Twenty-four per cent backed either Senator Ted Cruz or Governor John Kasich, the last rivals standing in the 2016 Republicans primaries.
Two per cent backed either Senator Ben Sasse, or Senator Tom Cotton, one a Trump critic, one a rising star. Another 24 per cent were wholly undecided.
Trump's louder critics, however, focused on the high number of Republicans open to a Trump alternative.
There's little precedent for that much resistance to an incumbent president just eight months into his term.
A November 2010 poll, taken after Democrats had lost President Barack Obama's first midterm by a landslide, found 64 per cent of Democrats ready to renominate the president, 16 per cent favouring 2008 rival Hillary Clinton and 14 per cent undecided.

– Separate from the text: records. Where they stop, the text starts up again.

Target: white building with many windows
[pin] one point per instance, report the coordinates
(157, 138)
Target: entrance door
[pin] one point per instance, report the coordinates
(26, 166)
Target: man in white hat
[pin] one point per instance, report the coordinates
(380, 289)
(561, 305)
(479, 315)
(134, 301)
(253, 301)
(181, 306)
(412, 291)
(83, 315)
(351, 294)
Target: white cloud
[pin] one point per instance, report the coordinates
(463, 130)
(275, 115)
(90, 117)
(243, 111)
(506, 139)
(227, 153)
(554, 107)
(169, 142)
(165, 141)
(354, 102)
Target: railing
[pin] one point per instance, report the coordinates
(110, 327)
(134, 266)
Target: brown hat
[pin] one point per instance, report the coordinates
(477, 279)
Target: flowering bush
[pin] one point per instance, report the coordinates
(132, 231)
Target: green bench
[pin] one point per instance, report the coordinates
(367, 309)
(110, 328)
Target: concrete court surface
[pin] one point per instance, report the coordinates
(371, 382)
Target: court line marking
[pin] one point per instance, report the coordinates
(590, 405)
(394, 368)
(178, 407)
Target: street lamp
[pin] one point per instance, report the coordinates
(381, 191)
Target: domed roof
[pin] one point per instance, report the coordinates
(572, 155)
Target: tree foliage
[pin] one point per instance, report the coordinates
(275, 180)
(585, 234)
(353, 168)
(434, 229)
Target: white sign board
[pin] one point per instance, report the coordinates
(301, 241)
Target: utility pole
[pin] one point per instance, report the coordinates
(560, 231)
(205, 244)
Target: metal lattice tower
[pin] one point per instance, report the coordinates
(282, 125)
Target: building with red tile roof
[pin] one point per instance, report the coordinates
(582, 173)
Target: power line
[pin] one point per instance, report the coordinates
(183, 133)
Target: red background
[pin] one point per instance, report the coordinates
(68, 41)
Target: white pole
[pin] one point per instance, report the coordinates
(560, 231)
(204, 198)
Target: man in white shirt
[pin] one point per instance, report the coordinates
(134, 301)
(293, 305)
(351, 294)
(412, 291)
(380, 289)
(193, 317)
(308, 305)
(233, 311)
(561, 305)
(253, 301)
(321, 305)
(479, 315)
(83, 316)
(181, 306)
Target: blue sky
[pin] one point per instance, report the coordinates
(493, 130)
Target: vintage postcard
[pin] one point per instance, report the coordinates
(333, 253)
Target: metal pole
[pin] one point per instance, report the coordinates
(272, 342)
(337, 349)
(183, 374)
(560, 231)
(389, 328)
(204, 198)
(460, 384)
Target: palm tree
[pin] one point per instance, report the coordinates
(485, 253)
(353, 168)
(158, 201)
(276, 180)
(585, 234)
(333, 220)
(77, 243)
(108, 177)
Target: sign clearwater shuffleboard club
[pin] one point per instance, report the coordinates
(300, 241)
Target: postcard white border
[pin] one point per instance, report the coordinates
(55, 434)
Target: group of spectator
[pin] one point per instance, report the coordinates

There was not then, as there is now, a punchy group of partisans talking about ousting the incumbent from inside his party.
The first Twitter responses to Fabrizio came from #NeverTrump conservatives feeling good about the trendline.
Bill Kristol, founder and editor of The Weekly Standard, tweeted: "That Trump's pollsters chose to do this primary poll & release it triumphally when it has the incumbent at a mere 50%, shows near-panic".
But further down in the survey, Fabrizio revealed that even Republicans on the fence about 2020 were putting blame for inaction in Washington on the rest of the party.
Fabrizio tweeted: "Double whammy for GOPers in Congress - get blame for ObamaCare repeal/replace failure and base will blame them if @POTUS agenda not passed".